You watch a magician place 4 ordinary quarters and 1 double-headed quarter into a box. If you select a coin from the box at random and toss it, what is the probability that it lands heads?

## Theory

In some situations, calculating the probability of an event is easy, once you condition on the right information. For example, in the example above, if we knew that the coin we chose was ordinary, then: \[ P(\text{heads} | \text{ordinary}) = \frac{1}{2}. \] On the other hand, if the coin we chose was double-headed, then \[ P(\text{heads} | \text{double-headed}) = 1. \]

How do we combine these conditional probabilities to come up with \(P(\text{heads})\), the overall probability that the coin lands heads?

**Theorem 8.1 (Law of Total Probability)**Let \(A_1, ..., A_n\) be a partition of the possible outcomes. Then: \[ P(B) = \sum_{i=1}^n P(A_i) P(B | A_i). \]

A **partition** is a collection of non-overlapping events that cover all the possible outcomes.
For example, in the example above, \(A_1 = \{ \text{ordinary}\}\) and \(A_2 = \{ \text{double-headed} \}\)
is a partition, since the coin that we selected has to be one of the two and cannot be both.

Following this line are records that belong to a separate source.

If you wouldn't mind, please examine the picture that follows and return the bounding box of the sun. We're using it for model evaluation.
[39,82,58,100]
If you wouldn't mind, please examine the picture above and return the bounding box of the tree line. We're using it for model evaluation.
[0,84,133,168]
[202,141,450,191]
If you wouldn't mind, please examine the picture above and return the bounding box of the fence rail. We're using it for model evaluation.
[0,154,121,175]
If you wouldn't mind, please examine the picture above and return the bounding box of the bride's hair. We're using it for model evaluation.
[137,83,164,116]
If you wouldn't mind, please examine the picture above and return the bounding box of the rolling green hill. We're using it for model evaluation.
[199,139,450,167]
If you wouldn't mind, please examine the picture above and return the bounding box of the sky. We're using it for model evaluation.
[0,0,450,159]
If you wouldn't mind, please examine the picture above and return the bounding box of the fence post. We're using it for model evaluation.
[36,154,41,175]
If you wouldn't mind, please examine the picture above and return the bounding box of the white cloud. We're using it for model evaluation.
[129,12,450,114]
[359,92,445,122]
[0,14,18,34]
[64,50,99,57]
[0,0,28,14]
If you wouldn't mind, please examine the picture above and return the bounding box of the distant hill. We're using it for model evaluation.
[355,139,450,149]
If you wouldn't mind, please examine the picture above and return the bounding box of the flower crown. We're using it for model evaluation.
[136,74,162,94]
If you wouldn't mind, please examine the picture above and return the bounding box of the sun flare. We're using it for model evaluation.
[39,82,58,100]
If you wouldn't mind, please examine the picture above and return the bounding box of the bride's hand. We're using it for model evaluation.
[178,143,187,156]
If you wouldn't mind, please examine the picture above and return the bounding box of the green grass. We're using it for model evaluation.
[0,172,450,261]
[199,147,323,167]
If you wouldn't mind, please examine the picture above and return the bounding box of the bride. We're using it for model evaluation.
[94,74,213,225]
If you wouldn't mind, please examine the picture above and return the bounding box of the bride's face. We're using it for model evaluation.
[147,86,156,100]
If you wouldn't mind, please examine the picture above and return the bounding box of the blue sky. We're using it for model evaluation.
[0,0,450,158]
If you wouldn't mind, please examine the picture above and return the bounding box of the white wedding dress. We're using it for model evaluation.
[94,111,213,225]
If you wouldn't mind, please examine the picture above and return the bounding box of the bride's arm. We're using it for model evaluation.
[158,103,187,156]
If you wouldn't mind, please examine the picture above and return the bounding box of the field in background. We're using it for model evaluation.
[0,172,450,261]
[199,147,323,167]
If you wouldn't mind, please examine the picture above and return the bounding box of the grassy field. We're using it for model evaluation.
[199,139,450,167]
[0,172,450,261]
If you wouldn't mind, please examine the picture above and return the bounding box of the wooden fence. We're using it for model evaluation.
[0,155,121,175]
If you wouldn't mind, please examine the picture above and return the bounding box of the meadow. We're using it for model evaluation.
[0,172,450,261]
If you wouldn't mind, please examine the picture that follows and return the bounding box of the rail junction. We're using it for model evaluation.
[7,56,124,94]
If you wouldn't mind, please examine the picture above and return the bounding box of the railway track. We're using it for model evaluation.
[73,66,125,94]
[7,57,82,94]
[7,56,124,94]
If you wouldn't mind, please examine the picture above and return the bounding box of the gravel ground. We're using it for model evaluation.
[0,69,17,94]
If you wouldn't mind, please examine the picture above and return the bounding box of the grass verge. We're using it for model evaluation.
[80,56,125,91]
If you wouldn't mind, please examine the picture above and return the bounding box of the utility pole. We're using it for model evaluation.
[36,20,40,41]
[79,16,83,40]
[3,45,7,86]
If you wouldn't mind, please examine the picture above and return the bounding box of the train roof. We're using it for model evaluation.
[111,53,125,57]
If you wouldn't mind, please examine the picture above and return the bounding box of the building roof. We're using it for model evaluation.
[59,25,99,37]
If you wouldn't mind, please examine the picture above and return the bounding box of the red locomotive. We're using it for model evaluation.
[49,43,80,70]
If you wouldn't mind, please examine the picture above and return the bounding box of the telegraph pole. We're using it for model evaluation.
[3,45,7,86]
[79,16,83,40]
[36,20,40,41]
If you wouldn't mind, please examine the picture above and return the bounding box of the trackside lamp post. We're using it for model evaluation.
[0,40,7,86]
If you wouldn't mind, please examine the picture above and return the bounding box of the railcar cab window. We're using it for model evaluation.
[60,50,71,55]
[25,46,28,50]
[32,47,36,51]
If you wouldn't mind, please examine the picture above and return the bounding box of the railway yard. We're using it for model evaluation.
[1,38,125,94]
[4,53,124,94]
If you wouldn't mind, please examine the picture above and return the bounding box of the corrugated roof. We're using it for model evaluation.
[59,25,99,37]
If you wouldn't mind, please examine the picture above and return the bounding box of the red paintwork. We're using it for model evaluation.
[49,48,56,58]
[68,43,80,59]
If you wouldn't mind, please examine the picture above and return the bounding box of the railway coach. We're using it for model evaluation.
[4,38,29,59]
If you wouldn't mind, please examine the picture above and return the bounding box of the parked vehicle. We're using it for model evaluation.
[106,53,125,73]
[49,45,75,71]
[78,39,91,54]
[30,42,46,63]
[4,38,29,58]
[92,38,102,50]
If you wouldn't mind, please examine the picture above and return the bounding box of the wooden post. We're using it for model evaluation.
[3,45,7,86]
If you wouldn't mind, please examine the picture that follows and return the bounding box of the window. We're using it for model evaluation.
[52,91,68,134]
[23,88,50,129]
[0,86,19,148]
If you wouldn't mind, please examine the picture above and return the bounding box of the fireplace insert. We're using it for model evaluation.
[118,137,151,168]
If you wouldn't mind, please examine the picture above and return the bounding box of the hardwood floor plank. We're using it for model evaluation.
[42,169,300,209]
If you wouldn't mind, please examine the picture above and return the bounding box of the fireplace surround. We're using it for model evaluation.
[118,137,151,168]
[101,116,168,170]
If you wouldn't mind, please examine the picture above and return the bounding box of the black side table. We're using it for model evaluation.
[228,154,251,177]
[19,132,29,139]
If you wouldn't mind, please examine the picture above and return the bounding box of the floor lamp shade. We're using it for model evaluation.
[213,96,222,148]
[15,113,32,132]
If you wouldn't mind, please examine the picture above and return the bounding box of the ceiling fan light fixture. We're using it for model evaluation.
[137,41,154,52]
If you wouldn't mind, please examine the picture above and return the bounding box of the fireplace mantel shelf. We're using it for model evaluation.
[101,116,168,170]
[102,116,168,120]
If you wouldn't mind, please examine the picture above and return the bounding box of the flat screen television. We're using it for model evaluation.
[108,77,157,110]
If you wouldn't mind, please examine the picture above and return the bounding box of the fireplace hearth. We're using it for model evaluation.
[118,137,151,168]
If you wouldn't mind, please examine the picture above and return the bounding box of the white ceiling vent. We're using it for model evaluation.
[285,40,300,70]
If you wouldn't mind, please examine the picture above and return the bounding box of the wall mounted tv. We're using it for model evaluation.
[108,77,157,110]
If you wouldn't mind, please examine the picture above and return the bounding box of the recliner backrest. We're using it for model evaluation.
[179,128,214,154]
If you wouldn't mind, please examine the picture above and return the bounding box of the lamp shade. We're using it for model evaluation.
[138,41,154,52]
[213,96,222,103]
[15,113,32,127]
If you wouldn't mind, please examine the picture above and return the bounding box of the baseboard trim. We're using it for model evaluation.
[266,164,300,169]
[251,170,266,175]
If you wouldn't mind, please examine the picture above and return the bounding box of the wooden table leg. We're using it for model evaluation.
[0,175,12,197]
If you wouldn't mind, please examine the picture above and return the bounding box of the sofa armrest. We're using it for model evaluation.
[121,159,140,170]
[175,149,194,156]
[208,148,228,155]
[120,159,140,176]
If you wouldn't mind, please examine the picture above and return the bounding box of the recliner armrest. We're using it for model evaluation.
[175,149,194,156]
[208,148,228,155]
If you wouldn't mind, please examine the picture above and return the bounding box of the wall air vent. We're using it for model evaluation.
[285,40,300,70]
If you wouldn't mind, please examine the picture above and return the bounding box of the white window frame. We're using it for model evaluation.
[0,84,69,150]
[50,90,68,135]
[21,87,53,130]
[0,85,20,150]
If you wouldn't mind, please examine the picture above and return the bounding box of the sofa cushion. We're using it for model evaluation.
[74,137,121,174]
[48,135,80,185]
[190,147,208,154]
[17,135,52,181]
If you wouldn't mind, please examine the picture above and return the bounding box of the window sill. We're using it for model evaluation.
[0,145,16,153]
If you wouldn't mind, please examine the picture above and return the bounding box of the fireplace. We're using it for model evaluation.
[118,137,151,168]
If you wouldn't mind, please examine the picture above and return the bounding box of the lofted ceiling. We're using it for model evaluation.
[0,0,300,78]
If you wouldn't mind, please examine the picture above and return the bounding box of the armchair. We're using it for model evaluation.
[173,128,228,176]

Applying the Law of Total Probability to this problem, we have \[\begin{align*} P(\text{heads}) &= P(\text{ordinary}) P(\text{heads} | \text{ordinary}) + P(\text{double-headed}) P(\text{heads} | \text{double-headed}) \\ &= 0.8 \cdot \frac{1}{2} + 0.2 \cdot 1 \\ &= 0.6 \end{align*}\]

So the overall probability \(P(B)\) is just a weighted average of the conditional probabilities \(P(B | A_i)\), where the “weights” are \(P(A_i)\). (Note that these “weights” have to add up to 1, since \(A_1, ..., A_n\) are a partition of all the possible outcomes, whose total probability is \(1.0\).) This means that the overall probability \(P(B)\) will always lie somewhere between the conditional probabilities \(P(B | A_i)\), with more weight given to the more probable scenarios. For example, we could have predicted that \(P(\text{heads})\) would lie somewhere between \(\frac{1}{2}\) and \(1\); the fact that it is much closer to the former is because choosing the ordinary coin was more probable.

## Examples

- Here are some things we already know about a deck of cards:
- The top card in a shuffled deck of cards has a \(13/52\) chance of being a diamond.
- If the top card is a diamond, then the second card has a \(12/51\) chance of being a diamond.
- If the top card is not a diamond, then the second card has a \(13/51\) chance of being a diamond.

Now, suppose we “burn” (i.e., discard) the top card without looking at it. What is the probability that the second card is a diamond? Use the Law of Total Probability, conditioning on the top card. Does burning cards affect probabilities?

Anny is a fan of chess competitor Hikaru Nakamura, and tomorrow is the World Chess Championship. She is superstitious and believes that the weather influences how he will perform. Hikaru has a 60% chance of winning if it rains, a 25% chance if it is cloudy, and a 10% chance if it is sunny. Anny checks the weather the night before, and the forecast says that the chance of rain tomorrow is 40%; otherwise, it is equally likely to be cloudy as sunny. What is the probability that Hikaru wins the World Chess Championship?